An issue with a sorting algo is just how random or discrete the input data is. [...] This is far beyond my school maths
It's not nearly as difficult to quantify as one would believe;
algorithm analysis isn't
hard per se, it's one of those things where the hurdle is to understand the concepts first, and then the mathy part is almost always very easy.
A first approximation is to examine the
best case cost,
amortized average cost, and the
worst-case cost, and estimate how often do each of them occur.
You can trivially instrument your sort function to count the number of comparisons and swaps (or whatever primitives it uses), and then examine how they vary for different inputs.

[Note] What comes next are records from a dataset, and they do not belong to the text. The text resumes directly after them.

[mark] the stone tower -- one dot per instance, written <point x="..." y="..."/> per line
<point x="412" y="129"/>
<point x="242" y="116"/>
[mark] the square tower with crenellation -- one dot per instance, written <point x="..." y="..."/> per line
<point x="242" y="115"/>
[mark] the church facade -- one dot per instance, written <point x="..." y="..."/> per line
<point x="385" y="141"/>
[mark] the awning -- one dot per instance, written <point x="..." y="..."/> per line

One interesting and practically useful way to examine the statistical distribution of the complexity of a sort operation –– that is, how it behaves for different sortednesses of input –– is to start with perfectly ordered data (one case is preferred order, and the other is inverse order), and then increasingly
shuffle it (using a known good pseudorandom shuffle; this is very important), while counting the number of operations when sorting the shuffled data. You do this a few times in parallel, and you get an excellent statistical picture of how the sort behaves overall.
(Note that if you have
N elements in the array, you only need a comparable amount, say 7
N, of shuffle operations (insertions or swaps) to "completely randomize it". So this is also a very practical way of characterising a sort operation in terms of its primitives.)
In general, for a good sort function with bad worst case behaviour (like say Quicksort), you want the number of operations descend very quickly from the worst case towards the minimum, with minimum obtained for most inputs, as the amount of shuffle/"randomness" in the original data increases.

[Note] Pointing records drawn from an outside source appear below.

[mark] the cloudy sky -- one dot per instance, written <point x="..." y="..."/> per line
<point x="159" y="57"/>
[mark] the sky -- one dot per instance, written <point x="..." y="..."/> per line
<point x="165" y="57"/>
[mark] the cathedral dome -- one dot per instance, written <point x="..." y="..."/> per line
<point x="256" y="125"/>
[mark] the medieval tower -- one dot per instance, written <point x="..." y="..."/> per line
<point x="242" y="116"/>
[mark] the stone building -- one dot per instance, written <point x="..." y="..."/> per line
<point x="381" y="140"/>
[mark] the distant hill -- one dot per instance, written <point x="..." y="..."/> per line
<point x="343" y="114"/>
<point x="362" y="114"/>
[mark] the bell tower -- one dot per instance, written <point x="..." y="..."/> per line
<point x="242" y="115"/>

As to benchmarking actual sorting code, the key is to always use real-world data. Current computers are so complex wrt. timing that microbenchmarks just don't cut it.
When you have large enough arrays, the cache access pattern of the data becomes a bottleneck, unless your data structures are not amenable to sorting anyway. (When sorting say floating-point numbers, it
can be done in linear time, since there is a fixed number of possible keys, using a radix sort. Because of its cache behaviour, it just is slower than asymptotically worse sort algorithms (those with O(N log N) time complexity in particular) until N becomes unreasonably large, something on the order of 10⁹ or larger. And even then, it usually turns out that you can do the sorting "for free" while doing other stuff to the data, due to I/O being bottleneck (so the "cost" of doing the sort then is just a bit more CPU work, but wall clock time taken is not affected.)
Then again, if you are doing sorting on the background, and you don't care how long it takes as you want to minimize the total CPU and I/O load needed to complete the sort, you need a completely different algorithm and approach compared to when there is a human waiting for the sort to complete (in which case you want to minimize the
latency caused by sorting; i.e. wall clock time taken, before the human can continue doing whatever it is they are doing).
Which means that there is no "best" sorting algorithm at all, because the criteria for "goodness" depends on the use case.
To find out, all you need is time and effort. However, today's world seems to be hell bent on just getting it done as fast as possible, so throwing a library or sort algorithm that everybody else is using on such a problem is much more commercially viable approach. Nobody appreciates much efforts trying to compare different sort algorithms, because they've already made up their mind as to which one is superior.